[Dovecot] Highly Performance and Availability

Stan Hoeppner stan at hardwarefreak.com
Wed Feb 17 09:02:54 EET 2010

Wayne Thursby put forth on 2/16/2010 9:42 AM:

> I was planning on using EqualLogic because the devices seem competent,
> and we already have an account with Dell. Also, being on VMware's HCL is
> important as we have a support contract with them.

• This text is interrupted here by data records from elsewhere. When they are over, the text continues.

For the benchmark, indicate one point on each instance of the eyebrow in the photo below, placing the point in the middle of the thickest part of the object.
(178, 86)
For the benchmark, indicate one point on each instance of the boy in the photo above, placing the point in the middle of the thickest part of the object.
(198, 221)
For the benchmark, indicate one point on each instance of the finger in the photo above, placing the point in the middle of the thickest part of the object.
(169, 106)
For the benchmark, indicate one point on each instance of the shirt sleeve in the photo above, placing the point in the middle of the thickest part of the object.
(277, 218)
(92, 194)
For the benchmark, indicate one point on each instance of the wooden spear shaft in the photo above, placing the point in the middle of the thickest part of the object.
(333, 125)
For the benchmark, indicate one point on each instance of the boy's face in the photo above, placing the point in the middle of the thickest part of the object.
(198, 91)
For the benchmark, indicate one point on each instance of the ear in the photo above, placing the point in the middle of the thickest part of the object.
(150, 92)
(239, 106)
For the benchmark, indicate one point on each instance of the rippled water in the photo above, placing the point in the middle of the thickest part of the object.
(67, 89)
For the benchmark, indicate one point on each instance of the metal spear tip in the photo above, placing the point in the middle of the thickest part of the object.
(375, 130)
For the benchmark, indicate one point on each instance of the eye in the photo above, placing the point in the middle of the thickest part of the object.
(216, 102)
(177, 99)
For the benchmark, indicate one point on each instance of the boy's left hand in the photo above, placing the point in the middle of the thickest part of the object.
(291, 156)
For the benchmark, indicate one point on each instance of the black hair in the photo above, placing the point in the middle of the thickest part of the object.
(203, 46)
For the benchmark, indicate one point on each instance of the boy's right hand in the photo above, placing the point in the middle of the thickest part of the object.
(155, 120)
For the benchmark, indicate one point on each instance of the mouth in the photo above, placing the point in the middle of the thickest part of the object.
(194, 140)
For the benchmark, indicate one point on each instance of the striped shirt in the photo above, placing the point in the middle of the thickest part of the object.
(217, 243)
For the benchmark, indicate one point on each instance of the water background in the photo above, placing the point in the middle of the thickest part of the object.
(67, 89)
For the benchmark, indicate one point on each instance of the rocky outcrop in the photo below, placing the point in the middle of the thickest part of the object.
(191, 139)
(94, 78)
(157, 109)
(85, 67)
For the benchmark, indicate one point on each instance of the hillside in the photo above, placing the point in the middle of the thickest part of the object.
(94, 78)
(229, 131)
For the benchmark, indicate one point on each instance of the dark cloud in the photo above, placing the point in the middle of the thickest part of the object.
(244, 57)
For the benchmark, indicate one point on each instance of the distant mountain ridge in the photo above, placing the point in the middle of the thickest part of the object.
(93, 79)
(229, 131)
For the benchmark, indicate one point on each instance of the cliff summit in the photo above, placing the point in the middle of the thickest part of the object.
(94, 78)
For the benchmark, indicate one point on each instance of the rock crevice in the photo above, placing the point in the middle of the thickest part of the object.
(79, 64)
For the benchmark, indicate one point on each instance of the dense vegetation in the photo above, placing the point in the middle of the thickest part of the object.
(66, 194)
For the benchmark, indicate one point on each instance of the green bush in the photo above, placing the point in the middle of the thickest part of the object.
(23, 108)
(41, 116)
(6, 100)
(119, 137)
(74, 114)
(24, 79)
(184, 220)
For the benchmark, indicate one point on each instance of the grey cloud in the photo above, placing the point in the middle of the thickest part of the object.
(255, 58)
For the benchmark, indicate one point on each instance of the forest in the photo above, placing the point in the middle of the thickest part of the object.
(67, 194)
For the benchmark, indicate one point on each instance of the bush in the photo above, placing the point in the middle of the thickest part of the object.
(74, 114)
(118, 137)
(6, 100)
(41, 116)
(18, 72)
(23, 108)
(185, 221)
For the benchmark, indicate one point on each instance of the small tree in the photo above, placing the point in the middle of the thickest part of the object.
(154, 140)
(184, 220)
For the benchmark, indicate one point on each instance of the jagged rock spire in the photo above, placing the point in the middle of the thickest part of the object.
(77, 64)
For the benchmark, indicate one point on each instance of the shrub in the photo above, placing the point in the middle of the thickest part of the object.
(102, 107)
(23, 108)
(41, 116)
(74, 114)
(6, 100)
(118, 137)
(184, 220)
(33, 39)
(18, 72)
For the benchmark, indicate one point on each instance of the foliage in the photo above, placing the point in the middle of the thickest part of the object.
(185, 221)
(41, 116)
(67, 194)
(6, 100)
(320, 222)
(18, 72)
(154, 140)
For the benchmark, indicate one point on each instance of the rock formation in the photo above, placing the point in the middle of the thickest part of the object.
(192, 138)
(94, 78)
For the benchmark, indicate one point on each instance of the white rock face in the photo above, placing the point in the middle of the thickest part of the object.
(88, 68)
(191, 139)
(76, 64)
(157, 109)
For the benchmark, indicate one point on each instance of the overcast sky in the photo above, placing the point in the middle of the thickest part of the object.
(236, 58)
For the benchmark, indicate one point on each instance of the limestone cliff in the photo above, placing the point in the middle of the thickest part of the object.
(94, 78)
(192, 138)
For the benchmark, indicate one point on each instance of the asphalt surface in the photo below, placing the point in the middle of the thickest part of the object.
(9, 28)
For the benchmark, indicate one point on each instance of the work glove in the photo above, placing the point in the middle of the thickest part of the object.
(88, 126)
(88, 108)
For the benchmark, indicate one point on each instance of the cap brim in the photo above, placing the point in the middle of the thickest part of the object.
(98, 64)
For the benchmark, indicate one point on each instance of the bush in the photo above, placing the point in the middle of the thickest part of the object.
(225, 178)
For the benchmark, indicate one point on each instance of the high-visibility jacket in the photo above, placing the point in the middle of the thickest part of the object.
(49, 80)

Using the standard Gbe ports on the servers won't work, for two basic reasons:

1.  This would require using the ESX iSCSI initiator which isn't up to the task,
as it sucks too many CPU cycles under intense disk workloads, stealing those
cycles from the guests and their applications, which, coincidentally are causing
the big disk I/O workload.

2.  Gbe iSCSI has a maximum raw signaling rate of 125MB/s, 100MB/s after TCP
overhead.  This is less than a single 15K rpm SAS disk.  And you'll have 14 of
those in the array.  That spells Bottleneck with a CAPS B, a 14:1 bottleneck.
It's just not suitable for anything but low demand file transfers or very low
transaction databases.

Here's good news.  I just looked, and most of Nexsan's SAN arrays are now VMware
Ready certified, including all the ones I talk about here:


> Here's where I think you misunderstood me. I have no SAN at the moment.
> I'm running a monolithic Postfix/Dovecot virtual machine on an ESXi host
> that is comprised of a Dell 2950 directly attached via SAS to a Dell
> MD-1000 disk array. We have no Fiber Channel anything, so going that
> route would require purchasing a full compliment of cards and switches.

Yes, I did misunderstand.  My apologies.  The way you worded you previous post
led me to believe your organization had a small SAN being used for other things,
and that you were consolidating some other applications to that SAN storage and
were thinking of moving some of this VMware stuff onto it.  I'm clear now that
this isn't the case.

I did, however, fully understand what your current ESXi SMTP/IMAP server
platform is and what you want to achieve moving forward.

>>> Is it as expensive as running my primary mailserver mounted from the SAN
>>> via Fiber Channel? Will that get me under 30ms latency?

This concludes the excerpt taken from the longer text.